But the fact is Garland wasn’t just a voice. She belonged in the spotlight, with her unique blend of confidence and vulnerability. She was a dazzling movie talent from her teens – until the trolley-car stopped.

The star of Judy is Renee Zellweger, who is quite extraordinary, not only looking and sounding remarkably like Garland, but capturing that unique, fragile pizzazz that nobody else has ever quite matched.

The story of Judy – written by Tom Edge from a play by another Englishman Peter Quilter – takes place in the late Sixties, in the last year of her life.  She was just 47, but her film career had dried up, as had her live work at home.

She lived a gypsy life with her two youngest kids, who she often took on stage with her.

And she lived on a constant diet of pills – downers to go to sleep, uppers to wake her up. She was essentially homeless, and often relied on the kindness of fans.

Then she was offered a lifeline – another season in London, where Garland had always been a huge star.

Those are the bare bones of the story, but there’s far more to Judy than the ups and downs of a neurotic, self-obsessed performer who can’t accept that the party might be over.  

How did she get here? asks the film. And we trip back regularly to the so-called glory days, when Garland was making films like The Wizard of Oz.

The life of a star – particularly child stars like Garland and her long-time pal/would-be boyfriend Mickey Rooney – was notoriously brief. 

When you were working for a slave-driver like Louis B Mayer you didn’t stop for sleep, or food. The public liked their stars thin, and the MGM doctors had just the pills to keep them like that.

So what happened? Who stopped Garland from living the sort of normal life she kept claiming she wanted and needed? How much to blame was the monstrous Mayer for her subsequent troubles?

And how much was it the fault of the string of frankly useless men she hooked up with?

Rufus Sewell plays her former manager and ex-husband, Sid Lufts, who to his credit did his best for a while.

But Garland was often her own worst enemy when it came to picking good-looking losers like Mickey Deans, whose plans and schemes for her were mostly so much hot air.

Meanwhile, as Garland's life was falling apart, the London’s Talk of the Town shows had to go on.

Impresario Bernard Delfont is nicely played by Michael Gambon at his shiftiest, while Delfont’s Girl Friday is played by this year’s actual A Star Is Born, Jessie Buckley. 

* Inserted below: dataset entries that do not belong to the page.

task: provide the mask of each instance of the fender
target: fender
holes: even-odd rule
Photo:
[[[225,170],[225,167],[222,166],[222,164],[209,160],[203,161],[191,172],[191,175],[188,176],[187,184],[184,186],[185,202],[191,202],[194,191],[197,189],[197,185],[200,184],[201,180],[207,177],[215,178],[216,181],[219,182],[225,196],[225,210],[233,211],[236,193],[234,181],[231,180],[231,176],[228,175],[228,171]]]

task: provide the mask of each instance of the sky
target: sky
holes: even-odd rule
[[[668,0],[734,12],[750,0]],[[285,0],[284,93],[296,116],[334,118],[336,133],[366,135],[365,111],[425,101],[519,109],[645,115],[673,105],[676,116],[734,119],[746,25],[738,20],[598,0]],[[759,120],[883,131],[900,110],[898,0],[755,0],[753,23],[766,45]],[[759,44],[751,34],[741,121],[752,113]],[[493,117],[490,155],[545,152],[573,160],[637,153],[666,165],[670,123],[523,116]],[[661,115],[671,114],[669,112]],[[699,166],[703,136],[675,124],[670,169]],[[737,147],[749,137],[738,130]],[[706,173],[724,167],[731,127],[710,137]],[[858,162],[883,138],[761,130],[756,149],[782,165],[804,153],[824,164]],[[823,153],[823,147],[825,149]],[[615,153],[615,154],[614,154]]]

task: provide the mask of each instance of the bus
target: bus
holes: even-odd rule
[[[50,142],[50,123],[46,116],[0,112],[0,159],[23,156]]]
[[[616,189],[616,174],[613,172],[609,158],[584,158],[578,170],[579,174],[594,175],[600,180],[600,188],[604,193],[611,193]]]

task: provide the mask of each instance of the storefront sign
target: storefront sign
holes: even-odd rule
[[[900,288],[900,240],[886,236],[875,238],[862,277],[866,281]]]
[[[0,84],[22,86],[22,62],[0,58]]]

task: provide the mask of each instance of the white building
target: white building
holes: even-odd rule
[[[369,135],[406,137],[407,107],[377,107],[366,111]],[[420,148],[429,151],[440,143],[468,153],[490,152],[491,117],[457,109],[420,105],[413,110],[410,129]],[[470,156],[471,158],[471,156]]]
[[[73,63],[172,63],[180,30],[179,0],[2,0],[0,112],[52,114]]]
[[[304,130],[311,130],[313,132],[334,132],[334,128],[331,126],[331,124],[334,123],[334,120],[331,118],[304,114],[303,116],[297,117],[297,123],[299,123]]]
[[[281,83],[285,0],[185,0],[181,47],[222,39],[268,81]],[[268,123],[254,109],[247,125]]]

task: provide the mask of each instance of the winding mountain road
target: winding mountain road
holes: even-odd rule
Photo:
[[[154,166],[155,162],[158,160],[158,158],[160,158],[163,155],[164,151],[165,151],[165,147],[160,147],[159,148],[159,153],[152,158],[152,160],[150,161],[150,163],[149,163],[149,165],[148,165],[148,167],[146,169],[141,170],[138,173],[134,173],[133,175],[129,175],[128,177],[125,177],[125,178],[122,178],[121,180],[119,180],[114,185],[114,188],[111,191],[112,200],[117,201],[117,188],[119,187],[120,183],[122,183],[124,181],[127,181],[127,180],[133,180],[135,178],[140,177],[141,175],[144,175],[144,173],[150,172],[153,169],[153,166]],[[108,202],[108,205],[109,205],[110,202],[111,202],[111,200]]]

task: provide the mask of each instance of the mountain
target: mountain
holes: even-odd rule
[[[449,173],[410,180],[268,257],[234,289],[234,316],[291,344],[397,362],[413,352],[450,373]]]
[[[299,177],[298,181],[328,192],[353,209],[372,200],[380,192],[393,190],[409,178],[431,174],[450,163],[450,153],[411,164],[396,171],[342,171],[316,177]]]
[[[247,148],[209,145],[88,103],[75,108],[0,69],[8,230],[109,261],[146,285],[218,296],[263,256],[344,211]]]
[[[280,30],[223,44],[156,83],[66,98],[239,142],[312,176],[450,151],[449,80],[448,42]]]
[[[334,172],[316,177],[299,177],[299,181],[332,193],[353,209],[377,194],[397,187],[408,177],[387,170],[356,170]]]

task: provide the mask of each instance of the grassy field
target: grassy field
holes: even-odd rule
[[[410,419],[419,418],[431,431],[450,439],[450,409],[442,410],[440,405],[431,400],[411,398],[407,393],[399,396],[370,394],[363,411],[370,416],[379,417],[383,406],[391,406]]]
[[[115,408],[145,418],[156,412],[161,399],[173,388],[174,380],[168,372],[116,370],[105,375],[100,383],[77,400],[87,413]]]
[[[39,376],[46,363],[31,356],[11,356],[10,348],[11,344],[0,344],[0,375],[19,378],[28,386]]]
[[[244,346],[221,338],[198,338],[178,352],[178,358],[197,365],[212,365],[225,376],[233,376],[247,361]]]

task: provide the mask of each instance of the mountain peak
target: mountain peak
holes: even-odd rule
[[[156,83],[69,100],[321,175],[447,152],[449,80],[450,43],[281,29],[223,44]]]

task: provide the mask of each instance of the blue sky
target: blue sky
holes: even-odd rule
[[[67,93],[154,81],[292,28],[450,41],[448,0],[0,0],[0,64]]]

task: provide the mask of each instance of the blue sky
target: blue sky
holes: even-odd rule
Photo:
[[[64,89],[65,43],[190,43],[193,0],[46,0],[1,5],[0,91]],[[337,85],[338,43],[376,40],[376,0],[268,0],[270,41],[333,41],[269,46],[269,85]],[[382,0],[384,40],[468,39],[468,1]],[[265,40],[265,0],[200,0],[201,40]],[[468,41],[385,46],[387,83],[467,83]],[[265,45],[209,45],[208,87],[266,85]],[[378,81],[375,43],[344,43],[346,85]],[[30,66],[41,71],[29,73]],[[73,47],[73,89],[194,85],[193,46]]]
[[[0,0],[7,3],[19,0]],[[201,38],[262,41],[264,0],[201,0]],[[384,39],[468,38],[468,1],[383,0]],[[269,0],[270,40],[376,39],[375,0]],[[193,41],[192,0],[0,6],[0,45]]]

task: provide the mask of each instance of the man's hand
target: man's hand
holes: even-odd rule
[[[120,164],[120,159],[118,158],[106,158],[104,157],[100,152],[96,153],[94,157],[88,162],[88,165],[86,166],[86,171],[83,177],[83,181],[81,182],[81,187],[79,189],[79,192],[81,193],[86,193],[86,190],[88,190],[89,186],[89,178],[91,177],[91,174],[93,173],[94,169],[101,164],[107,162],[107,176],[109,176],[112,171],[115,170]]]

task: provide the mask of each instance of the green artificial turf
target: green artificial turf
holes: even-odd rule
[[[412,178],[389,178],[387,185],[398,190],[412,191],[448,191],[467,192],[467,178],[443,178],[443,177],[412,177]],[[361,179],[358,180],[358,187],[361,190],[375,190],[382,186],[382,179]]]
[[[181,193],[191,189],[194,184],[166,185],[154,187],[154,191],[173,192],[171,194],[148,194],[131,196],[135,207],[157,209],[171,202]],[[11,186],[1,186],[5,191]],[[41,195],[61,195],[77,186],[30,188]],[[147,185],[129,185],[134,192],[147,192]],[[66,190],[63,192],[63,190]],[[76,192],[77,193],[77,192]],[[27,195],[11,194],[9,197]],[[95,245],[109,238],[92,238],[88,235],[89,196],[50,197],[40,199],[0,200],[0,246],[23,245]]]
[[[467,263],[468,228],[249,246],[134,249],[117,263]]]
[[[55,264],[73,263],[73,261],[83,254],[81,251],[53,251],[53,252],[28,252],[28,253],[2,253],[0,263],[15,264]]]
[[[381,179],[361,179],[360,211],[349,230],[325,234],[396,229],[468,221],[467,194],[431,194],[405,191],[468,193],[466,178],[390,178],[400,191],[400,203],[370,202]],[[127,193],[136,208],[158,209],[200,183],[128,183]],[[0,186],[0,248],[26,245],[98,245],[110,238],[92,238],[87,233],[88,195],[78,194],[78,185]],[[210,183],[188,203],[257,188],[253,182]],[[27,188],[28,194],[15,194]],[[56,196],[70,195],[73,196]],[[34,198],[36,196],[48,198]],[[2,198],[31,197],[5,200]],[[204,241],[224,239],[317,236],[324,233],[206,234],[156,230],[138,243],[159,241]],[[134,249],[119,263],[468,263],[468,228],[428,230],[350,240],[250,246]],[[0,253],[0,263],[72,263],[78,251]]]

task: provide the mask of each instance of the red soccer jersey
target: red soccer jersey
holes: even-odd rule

Buckley makes the most of her limited screen time in a way Garland herself would applaud.

But the film is blessed with a wonderful – and almost certainly award-winning – performance by Zellweger. I’ve never seen her better, both on-stage and off, and she shows the self-centred steel under the vulnerable exterior.

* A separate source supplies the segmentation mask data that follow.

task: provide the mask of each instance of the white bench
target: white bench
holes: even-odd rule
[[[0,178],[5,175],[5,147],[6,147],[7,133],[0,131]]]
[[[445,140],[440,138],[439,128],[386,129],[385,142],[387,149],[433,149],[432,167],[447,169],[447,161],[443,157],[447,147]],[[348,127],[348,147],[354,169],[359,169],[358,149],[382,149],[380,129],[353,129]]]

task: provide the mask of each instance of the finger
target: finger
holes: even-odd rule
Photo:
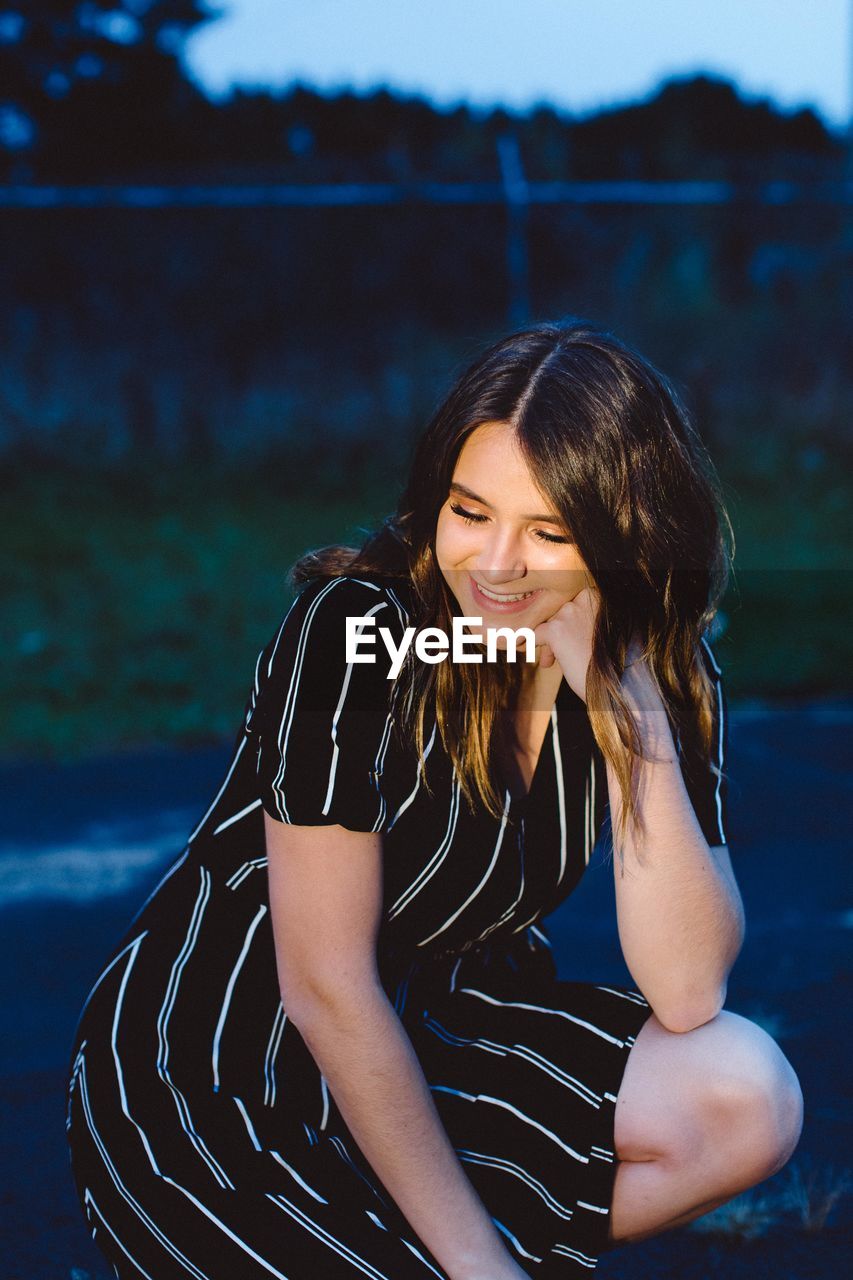
[[[549,644],[543,644],[542,646],[542,651],[539,654],[539,665],[540,667],[553,667],[554,665],[554,650]]]

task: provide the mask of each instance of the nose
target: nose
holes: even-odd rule
[[[521,546],[511,530],[495,527],[490,531],[477,557],[477,572],[483,582],[495,587],[527,576]]]

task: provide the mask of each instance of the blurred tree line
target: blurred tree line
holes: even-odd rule
[[[583,314],[644,347],[715,447],[750,423],[841,449],[845,210],[749,198],[841,174],[841,140],[813,112],[702,76],[585,119],[300,86],[214,104],[181,60],[210,17],[205,0],[9,0],[7,181],[494,181],[508,133],[531,180],[729,180],[739,195],[720,207],[532,208],[531,313]],[[437,383],[506,328],[506,210],[7,208],[0,273],[4,454],[369,454],[389,432],[402,453]]]
[[[511,125],[532,179],[837,176],[841,143],[806,109],[744,101],[722,80],[669,82],[651,101],[575,119],[442,111],[387,91],[324,97],[235,90],[209,101],[187,77],[206,0],[7,0],[0,13],[0,180],[497,176]]]

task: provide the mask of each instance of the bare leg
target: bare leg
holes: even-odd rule
[[[724,1010],[679,1034],[652,1014],[616,1102],[611,1243],[682,1226],[769,1178],[802,1117],[796,1074],[755,1023]]]

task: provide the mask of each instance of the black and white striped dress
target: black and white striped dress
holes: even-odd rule
[[[399,642],[407,603],[405,583],[379,578],[297,598],[258,658],[213,803],[84,1005],[68,1139],[121,1280],[445,1275],[282,1007],[262,809],[383,833],[380,975],[466,1173],[529,1275],[588,1274],[604,1247],[614,1104],[651,1011],[630,988],[558,980],[541,924],[589,860],[603,760],[564,681],[528,795],[507,794],[501,818],[470,812],[434,730],[428,795],[387,660],[348,666],[344,649],[347,616]],[[725,703],[705,654],[717,764]],[[707,840],[725,843],[724,782],[707,762],[682,768]]]

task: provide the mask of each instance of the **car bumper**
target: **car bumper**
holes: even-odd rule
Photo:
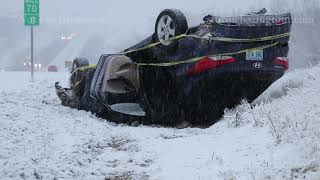
[[[220,68],[178,80],[178,101],[182,107],[196,111],[213,107],[233,107],[241,100],[249,102],[260,96],[284,75],[282,68]]]

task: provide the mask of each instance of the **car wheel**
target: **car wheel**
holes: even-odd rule
[[[75,60],[73,60],[71,73],[73,73],[74,70],[76,70],[76,69],[78,69],[80,67],[84,67],[84,66],[89,66],[88,59],[86,59],[86,58],[76,58]]]
[[[164,46],[173,44],[173,38],[186,33],[188,22],[180,10],[166,9],[160,13],[155,26],[156,39]]]

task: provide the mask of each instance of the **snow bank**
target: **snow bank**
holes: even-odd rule
[[[53,86],[67,74],[3,75],[24,88],[0,88],[2,179],[320,178],[320,66],[286,74],[208,129],[182,130],[62,107]]]
[[[232,126],[269,128],[275,156],[269,173],[283,178],[320,178],[320,66],[298,69],[269,88],[253,107],[243,103],[228,113],[237,114]],[[275,179],[281,176],[271,176]]]

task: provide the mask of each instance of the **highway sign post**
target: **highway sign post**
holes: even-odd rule
[[[33,27],[40,25],[40,0],[24,0],[24,25],[31,27],[31,80],[34,80]]]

This isn’t a poor-me/victim performance that the real-life Garland would occasionally play to great effect with her audiences – the famous Friends of Dorothy.

It’s far more, thanks to a terrific, thoughtful and well-researched script, and sharp direction from Rupert Goold. 

Why would anyone put themselves through this sort of torture, asks the film? Is stardom really worth such a price?

To which Garland's answer would be simple: I don’t understand the question. Of course it is.